Falar sobre o futuro das cidades é, antes de tudo, falar sobre responsabilidade. O crescimento urbano não pode mais ser conduzido de forma desordenada ou guiado apenas por demandas imediatas. É preciso planejamento. É preciso visão. E, acima de tudo, é preciso compromisso com a qualidade de vida das pessoas.
O desenvolvimento urbano sustentável deixou de ser uma tendência para se tornar uma necessidade urgente. Infraestrutura, mobilidade, acesso a serviços, preservação ambiental e bem-estar social precisam caminhar juntos. Não existe mais espaço para soluções isoladas. A cidade eficiente é aquela que integra, conecta e equilibra interesses.
Nesse contexto, o setor imobiliário assume um papel estratégico. Mais do que construir empreendimentos, temos a responsabilidade de contribuir para a construção de cidades melhores.
Projetos bem planejados impactam diretamente a dinâmica urbana, influenciam a forma como as pessoas vivem, se deslocam e se relacionam com o espaço ao seu redor.
Quando pensamos em crescimento sustentável, falamos também sobre longevidade.

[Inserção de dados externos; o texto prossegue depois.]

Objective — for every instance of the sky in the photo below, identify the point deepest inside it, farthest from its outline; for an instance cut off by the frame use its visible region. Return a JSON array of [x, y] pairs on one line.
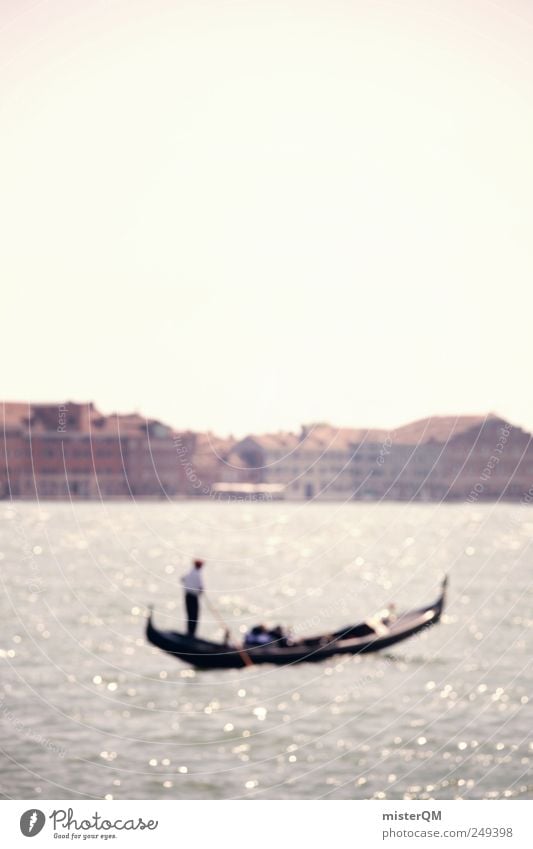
[[241, 216]]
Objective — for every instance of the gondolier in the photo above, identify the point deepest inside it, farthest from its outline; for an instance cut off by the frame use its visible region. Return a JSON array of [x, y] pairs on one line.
[[193, 586]]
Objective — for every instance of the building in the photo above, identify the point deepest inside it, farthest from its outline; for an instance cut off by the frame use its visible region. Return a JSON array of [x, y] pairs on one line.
[[435, 459], [71, 450]]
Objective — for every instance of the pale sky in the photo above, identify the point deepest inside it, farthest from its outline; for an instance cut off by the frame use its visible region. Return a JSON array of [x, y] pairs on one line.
[[241, 216]]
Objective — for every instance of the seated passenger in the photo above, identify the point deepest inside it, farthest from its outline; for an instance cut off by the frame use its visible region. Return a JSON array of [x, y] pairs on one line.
[[257, 636]]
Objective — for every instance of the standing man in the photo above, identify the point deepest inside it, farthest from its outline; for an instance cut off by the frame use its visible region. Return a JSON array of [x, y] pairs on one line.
[[193, 586]]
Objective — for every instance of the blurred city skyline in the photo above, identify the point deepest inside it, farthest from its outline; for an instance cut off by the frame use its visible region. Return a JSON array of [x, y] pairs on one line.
[[241, 217]]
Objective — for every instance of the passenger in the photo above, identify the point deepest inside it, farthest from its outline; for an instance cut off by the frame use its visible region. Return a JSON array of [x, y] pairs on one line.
[[257, 636], [278, 636]]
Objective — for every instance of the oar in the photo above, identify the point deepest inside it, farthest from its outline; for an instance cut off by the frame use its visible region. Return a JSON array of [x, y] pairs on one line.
[[245, 657]]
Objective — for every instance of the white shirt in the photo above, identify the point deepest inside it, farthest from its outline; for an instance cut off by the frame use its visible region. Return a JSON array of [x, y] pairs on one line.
[[192, 582]]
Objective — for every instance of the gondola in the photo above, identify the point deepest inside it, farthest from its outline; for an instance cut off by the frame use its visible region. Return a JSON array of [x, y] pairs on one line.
[[366, 637]]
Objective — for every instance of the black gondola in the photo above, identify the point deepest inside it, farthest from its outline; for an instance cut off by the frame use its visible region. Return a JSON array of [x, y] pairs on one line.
[[354, 639]]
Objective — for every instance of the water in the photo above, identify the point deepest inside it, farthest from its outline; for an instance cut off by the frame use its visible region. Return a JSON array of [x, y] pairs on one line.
[[89, 710]]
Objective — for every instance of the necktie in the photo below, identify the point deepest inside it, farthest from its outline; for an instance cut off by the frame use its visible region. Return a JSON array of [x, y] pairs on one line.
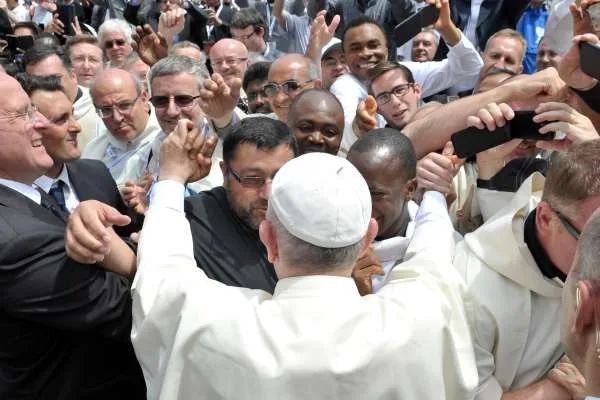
[[57, 192], [50, 204]]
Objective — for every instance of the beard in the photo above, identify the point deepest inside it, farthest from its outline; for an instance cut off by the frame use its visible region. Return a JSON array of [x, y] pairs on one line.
[[252, 214]]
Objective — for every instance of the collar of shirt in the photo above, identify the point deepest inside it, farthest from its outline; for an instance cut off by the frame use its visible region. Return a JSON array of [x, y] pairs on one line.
[[316, 286], [26, 190], [546, 266]]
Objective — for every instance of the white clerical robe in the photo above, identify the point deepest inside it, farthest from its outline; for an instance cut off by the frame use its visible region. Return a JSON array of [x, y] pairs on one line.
[[314, 338], [515, 307]]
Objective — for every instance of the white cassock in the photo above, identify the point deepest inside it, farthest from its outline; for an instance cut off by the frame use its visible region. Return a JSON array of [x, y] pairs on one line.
[[314, 338], [515, 307]]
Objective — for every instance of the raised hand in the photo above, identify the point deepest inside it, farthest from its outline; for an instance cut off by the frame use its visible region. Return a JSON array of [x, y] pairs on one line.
[[366, 266], [217, 99], [185, 155], [151, 46]]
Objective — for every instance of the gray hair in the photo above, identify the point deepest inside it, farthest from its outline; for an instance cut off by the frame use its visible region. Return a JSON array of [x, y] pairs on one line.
[[115, 25], [174, 65], [588, 251], [297, 252]]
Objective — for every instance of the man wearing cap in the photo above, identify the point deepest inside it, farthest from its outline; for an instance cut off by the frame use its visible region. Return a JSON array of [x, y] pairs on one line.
[[315, 337], [333, 62]]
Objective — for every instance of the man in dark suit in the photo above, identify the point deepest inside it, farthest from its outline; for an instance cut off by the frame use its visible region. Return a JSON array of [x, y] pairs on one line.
[[64, 326]]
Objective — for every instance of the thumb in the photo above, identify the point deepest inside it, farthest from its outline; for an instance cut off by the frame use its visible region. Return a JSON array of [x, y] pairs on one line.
[[113, 217], [448, 150]]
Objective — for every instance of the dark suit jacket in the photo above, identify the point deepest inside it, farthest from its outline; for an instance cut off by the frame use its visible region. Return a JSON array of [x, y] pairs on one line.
[[93, 181], [64, 327]]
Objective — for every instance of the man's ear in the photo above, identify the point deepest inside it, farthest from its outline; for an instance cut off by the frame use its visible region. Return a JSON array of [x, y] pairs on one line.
[[585, 308], [267, 236], [409, 189]]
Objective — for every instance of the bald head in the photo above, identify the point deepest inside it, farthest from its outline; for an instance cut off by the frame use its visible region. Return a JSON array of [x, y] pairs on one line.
[[229, 58]]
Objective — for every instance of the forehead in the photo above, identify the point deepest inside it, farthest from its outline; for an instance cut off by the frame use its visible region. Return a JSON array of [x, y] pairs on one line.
[[283, 71], [181, 83], [48, 66], [362, 34], [388, 80], [228, 49], [86, 48], [50, 103]]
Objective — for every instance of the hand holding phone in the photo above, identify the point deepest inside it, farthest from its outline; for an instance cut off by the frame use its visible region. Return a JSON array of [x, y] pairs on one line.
[[412, 25]]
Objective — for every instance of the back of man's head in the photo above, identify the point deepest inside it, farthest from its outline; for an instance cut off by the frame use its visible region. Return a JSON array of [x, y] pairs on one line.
[[263, 132], [320, 213], [389, 146], [573, 176]]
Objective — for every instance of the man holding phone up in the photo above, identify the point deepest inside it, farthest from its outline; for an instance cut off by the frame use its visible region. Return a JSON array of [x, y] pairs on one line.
[[365, 46]]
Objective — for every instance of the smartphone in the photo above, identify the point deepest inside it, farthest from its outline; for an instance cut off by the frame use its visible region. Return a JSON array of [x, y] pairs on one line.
[[471, 141], [22, 43], [66, 14], [413, 25], [589, 59]]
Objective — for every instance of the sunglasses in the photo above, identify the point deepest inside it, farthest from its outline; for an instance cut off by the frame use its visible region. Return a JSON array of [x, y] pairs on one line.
[[181, 100], [109, 44], [271, 88]]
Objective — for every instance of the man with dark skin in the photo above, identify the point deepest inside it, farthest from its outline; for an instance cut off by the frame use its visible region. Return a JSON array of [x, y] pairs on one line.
[[316, 119], [387, 161]]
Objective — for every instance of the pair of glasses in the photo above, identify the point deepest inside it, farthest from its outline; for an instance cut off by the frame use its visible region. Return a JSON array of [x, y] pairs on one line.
[[253, 96], [29, 115], [181, 100], [569, 227], [124, 108], [398, 91], [243, 37], [272, 88], [249, 182], [109, 44], [227, 61]]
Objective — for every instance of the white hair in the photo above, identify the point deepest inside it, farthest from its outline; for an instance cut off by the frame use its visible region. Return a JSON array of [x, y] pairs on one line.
[[115, 25]]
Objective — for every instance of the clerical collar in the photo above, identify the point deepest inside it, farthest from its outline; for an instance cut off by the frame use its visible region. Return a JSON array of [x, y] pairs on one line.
[[79, 94], [546, 266]]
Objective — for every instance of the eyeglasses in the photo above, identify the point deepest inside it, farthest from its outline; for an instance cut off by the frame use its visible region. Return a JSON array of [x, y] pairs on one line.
[[574, 232], [28, 116], [227, 61], [124, 108], [181, 100], [241, 38], [253, 96], [398, 91], [109, 44], [272, 88], [250, 182]]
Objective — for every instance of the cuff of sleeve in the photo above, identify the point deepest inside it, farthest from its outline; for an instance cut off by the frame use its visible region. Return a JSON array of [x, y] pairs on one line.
[[168, 194]]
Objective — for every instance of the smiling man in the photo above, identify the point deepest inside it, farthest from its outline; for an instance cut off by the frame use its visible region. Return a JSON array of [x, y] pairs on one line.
[[316, 119], [130, 125]]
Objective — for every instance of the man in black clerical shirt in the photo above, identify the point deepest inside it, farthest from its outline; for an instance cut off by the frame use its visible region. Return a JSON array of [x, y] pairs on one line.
[[225, 220]]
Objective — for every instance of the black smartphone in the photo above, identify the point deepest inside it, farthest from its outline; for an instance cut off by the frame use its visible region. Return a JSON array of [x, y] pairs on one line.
[[471, 141], [22, 43], [411, 26], [66, 14], [590, 59]]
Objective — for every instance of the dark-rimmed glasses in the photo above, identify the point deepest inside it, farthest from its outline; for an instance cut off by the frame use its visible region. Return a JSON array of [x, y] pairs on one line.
[[271, 89], [398, 91], [181, 100]]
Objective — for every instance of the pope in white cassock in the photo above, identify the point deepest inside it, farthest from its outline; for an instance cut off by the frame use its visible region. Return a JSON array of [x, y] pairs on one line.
[[315, 337]]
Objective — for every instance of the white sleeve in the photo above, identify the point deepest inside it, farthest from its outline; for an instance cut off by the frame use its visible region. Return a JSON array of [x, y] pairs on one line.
[[463, 63]]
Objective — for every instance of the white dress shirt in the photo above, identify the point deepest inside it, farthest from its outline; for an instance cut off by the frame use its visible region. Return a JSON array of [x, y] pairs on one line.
[[71, 199], [26, 190], [125, 160], [314, 338], [463, 63]]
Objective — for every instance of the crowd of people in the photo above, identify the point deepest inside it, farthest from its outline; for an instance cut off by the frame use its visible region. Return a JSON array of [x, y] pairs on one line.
[[240, 199]]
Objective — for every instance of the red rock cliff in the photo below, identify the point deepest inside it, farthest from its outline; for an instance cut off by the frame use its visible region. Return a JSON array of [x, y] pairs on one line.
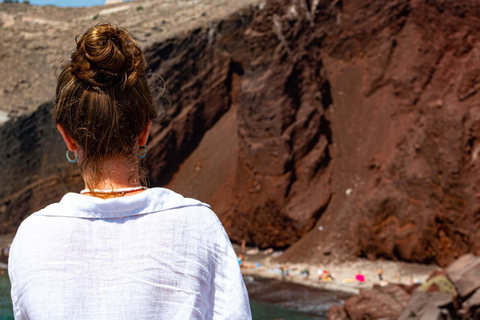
[[336, 128]]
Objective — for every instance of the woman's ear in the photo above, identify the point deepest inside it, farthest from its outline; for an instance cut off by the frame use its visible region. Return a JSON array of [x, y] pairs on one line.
[[142, 140], [71, 145]]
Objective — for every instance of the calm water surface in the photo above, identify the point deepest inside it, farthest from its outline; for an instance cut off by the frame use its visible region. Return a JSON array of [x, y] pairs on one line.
[[269, 300]]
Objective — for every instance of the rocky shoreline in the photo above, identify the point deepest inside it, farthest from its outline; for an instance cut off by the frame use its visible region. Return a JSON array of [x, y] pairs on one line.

Cidades que crescem com planejamento são mais resilientes, mais organizadas e mais preparadas para enfrentar os desafios do futuro. Isso se traduz em valorização urbana, mas, principalmente, em qualidade de vida.
É fundamental que exista um alinhamento entre poder público, iniciativa privada e sociedade. O futuro das cidades não é responsabilidade de um único agente. Ele é construído de forma coletiva, a partir de decisões conscientes e de uma visão compartilhada sobre o que queremos deixar como legado.
Ao olharmos para frente, a pergunta que precisa guiar nossas ações é simples: que tipo de cidade queremos viver e construir? A resposta passa por escolhas que fazemos agora. Escolhas que exigem planejamento, responsabilidade e, sobretudo, propósito.
Porque, no fim, o futuro das cidades não acontece por acaso. Ele começa, todos os dias, nas decisões que tomamos hoje.